Estimating programming time is still a black art – You get it right sometimes – but usually its underestimation. Its like Hofstadter’s Law: It always takes longer than you expect, even when you take into account Hofstadter’s Law. The primary reason is, when you estimate time, the guy doing it doesn’t have a clue about how long solving the programming problem itself is going to take. Its because the enterprise manager/team lead type are not usually educated enough to realize that some problems might actually be unsolvable. They break down the problem into smaller bit and assume that things can be implemented easily. There are two things at work here – Specifications that are as slippery as eels and the actual lack of knowledge of whoever is assigning the task. Smart designers and architects realize this. They usually try to mitigate and solve the problem in the design phase and _then_ estimate time for expressing it as a program. Their estimates tend to be correct. But who gives a shit !
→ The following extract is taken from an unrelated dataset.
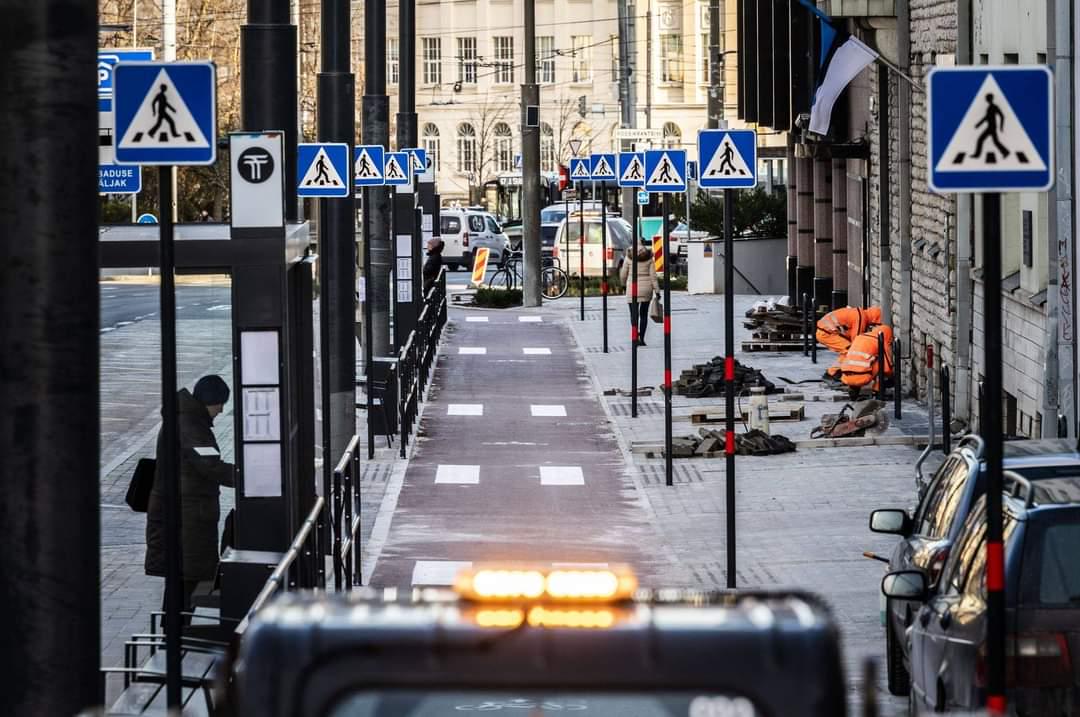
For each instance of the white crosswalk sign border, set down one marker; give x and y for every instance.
(741, 141)
(196, 88)
(1028, 91)
(337, 153)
The particular fact, that the time for implementing a solution to a problem cannot be estimated really well unless you already know the solution, is always overlooked and never given priority when a big company like say, Infosys solicits and builds software solutions for a large client. It is always about delivering fast. In tight deadlines. Since its easier to break promises and apologize later, the programmers are usually put under pressure by the managers/whoever is involved. They first promise the client that things will be fixed in an incredibly short time line, and tell the programmer to do it. The poor guy tries to fix, and fails usually, and by that time the manager plays the situation a bit, pacifies the client and buys the programmer more time. The programmer is happy that he got more time to fix, the manager and the client are happy that situation is fixed (in spite of the delay).
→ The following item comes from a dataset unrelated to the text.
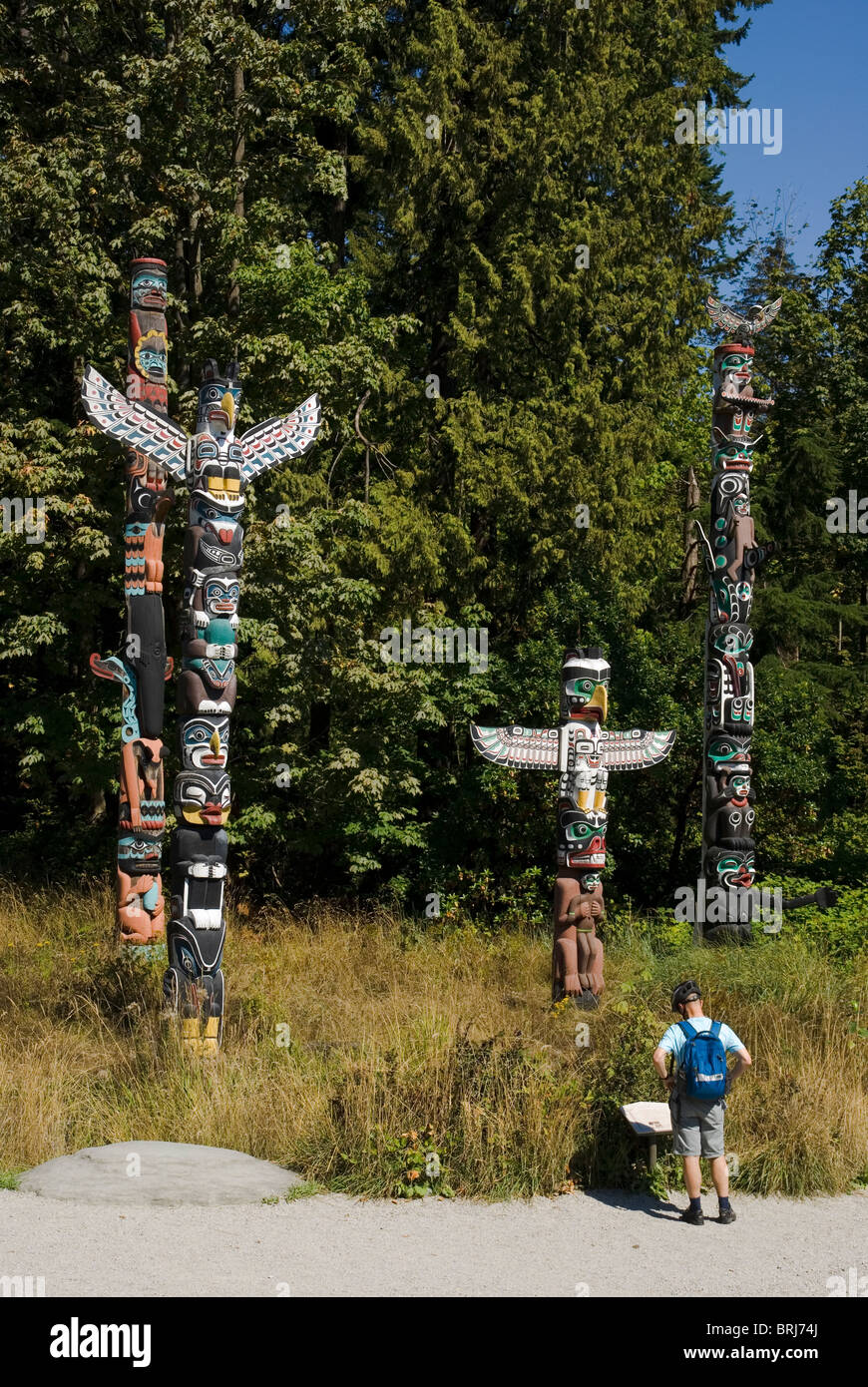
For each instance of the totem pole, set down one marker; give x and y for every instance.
(584, 754)
(216, 466)
(732, 559)
(143, 666)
This is how things happen usually. The case stated in that mail, that of the programmers staying back in office to enjoy net and food, its absolute crap. A few might do it. But the majority doesn’t – they are there because of bad estimation and false promises made to the client. They want to get out of office fast. So they finish up stuff and just fucking leave. Of course there are people who use the company resources to download things, they do happen. But that case is rare, and the company usually has a firewall and proxy in place to prevent such things. A big enterprise like Infy has a locked down access – so much so that sometimes looking for legitimate solutions in a webstie will lead to “policy violations” because the site is incorrectly classified as entertainment/personal storage/porn (wtf?)
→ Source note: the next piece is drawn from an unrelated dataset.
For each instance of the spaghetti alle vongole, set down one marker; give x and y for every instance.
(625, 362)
Programmers do spend a lot of time on the internet reading up on stuff. They read Slashdot/DrDobbs/Arstechnica/HackerNews/YourFavoriteTechSite. And they do check their personal emails. But those usually happen when the poor guys take a break from the work. The company should let them read up on those stuff because a) This is sort of a stress buster/relief for the programmer b) Programmers read these to improve themselves and keep themselves abreast of new developments in their interest areas. If the programmer improves, wo is going to benefit ? Its a disproportionately small price to pay.
I think that email was cooked up by some sad HR people and is still maintained in circulation by the non IT crowd who think that the programming crowd has it better. The real programmers shake their head sadly at the email and go back to their code editors.

On the other hand, these sadass companies insist on silly shit like “dress code”, “signing in on time”, “putting in 8 hours”, “responsible usage of internet”. What a load of bull crap !! Programmers program – they are supposed to be dressed for comfort so that they can sit and code. They will finish a task on time, just dont insist on working the normal hours – some are nightowls, some are early-birds. Its not some mindless repetitive task – it actually requires them to think. Let them choose their hours. And these sadasses who make a ruckus about working 8 hours never bat an eyelid when the guys sit and pull of things in an incredibly tight deadline.

People who think that that email is absolutely spot on about something, you guys must be the non it professionals. That email is a fucking joke. Please do not waste your time forwarding it.